There are some cool edge cases if you want to print a mismatched multi-value instruction sequence in the folded form (which WABT and wasm-tools again handle "correctly," but not identically to each other, and not particularly meaningfully).
It refuses to accept the following
(module
(func (export "addTwo") (param i32 i32) (result i32)
(i32.add
local.get 0
local.get 1
)
)
)
which based on my reading should be accepted.I will try the tools you mentioned but I personally settled on generating the unfolded ones for my experiments as they just seem easier.
https://raw.githubusercontent.com/soegaard/webracket/refs/he...
As a small example, here is a definition of `$car` which extracts the first value from a pair.
(func $car (type $Prim1)
(param $v (ref eq))
(result (ref eq))
(if (result (ref eq))
(ref.test (ref $Pair) (local.get $v))
(then (struct.get $Pair $a (ref.cast (ref $Pair) (local.get $v))))
(else (call $raise-pair-expected (local.get $v))
(unreachable))))Not that you're technically wrong, but I think you're begging the question.
Stack-based languages/encodings, in a colloquial sense, are equated to postfix notation, e.g. `a b +` instead of the infix `a + b`. Both LISP and textual Wasm use prefix notation, e.g. `(+ a b)`. Neither of the three is any more foundational than the other -- all notations can encode all expression trees, and postfix and prefix notations in particular have the same coding efficiency.
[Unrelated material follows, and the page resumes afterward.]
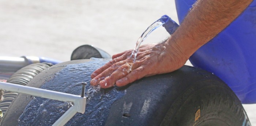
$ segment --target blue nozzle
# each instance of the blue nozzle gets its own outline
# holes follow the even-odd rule
[[[165,30],[170,35],[173,34],[179,27],[178,24],[167,15],[163,15],[159,20],[164,23],[163,24],[163,27],[165,27]]]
So sure, the LISP syntax is sugar, but for what? It's not sugar for a stack program, because prefix notation in general can't represent an arbitrary stack program; it's sugar for a mathematical expression. Which is encoded in postfix notation in binary, sure, but that's just an implementation detail, and prefix notation could've been selected when Wasm was born with little adversarial consequences.
It is explicity sugar for the stack operations, per my reading of the spec.
If not, I think the OP is making the same point we all are, any program can be translated for execution on any machine - so bringing it up in the blog seems weak, which I agree with.